Laki is a village in Hadzhidimovo Municipality, in Blagoevgrad Province, Bulgaria.

==Geography==

The village is situated in mountainous area 12 kilometres southwest of the town of Hadzhidimovo and 80 kilometres south-southeast of Blagoevgrad. Near the village is flowing the Matnitza river, a tributary to the Mesta river.

==History==

In 1848, the Russian Slavist Victor Grigorovich wrote in his Essay on Travels in European Turkey that the inhabitants of Laki were Turks and Christians. In the Ethnography of the provinces of Adrianople, Monastir and Thessaloniki, published in Istanbul in 1878 and reflecting the statistics of the male population from 1873, Lika (Laki) is listed as a village with 81 households with 40 Muslims and 230 Bulgarians.

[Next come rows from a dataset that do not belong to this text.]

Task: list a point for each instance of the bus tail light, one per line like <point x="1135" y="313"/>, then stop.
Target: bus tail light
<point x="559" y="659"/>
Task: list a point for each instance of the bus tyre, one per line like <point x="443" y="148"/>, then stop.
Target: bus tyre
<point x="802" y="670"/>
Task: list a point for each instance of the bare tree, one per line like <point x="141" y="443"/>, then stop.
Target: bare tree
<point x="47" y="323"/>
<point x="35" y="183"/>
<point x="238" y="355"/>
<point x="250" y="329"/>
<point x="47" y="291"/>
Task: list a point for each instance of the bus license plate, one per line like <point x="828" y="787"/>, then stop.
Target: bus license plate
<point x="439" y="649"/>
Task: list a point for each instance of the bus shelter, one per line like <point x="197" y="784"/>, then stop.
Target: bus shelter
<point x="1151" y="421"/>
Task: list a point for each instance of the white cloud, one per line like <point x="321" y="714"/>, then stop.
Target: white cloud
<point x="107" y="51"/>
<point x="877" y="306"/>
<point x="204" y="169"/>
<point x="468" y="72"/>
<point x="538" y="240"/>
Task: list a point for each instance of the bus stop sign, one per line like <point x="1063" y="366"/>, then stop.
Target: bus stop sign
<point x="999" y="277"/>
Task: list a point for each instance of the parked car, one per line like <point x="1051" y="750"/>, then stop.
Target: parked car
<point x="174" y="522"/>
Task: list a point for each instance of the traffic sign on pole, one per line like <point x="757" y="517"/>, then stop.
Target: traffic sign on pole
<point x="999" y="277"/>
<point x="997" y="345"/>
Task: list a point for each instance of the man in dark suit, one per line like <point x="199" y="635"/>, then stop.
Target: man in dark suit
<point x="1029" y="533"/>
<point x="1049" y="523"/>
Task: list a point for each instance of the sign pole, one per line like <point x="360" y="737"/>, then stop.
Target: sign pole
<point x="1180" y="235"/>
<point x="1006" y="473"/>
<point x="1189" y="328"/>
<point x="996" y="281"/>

In 1891 Georgi Strezov wrote about the village:

"Laki, a village 4 hours south of Nevrokop, is located in the north of Libyahovo, lies in a valley next to a small tributary of Karasu. Residents work in the coal mining abroad near Thessaloniki and Chalkidiki peninsula. They go in the summer in Thessaloniki for harvesting and mowing. Houses 76. It is said that this number could not and would not increase: if it grows to this number of houses, it begins to die out and then falls to a minimum of 65 houses. Bulgarian Church. “

In 1889, Stefan Verkovic (Topographical and Ethnographic Essay of Macedonia) noted Lika (Laki) as a village with 63 Bulgarian and 18 Turkish houses.

==Economy and transportation==

The main source of income for the people, living in the village is agriculture and livestock breeding. One hotel is working in Laki during the whole year. The village is connected with Hadzhidimovo with a fourth class asphalt road, accessible all year.

There are no other methods of transportation available.

==Religion==

The cemetery church "St. Archangel Michael" was built in the XVI - XVII century, and "Assumption" - in 1844 and a cell school was opened next to it. Both temples have been declared cultural monuments.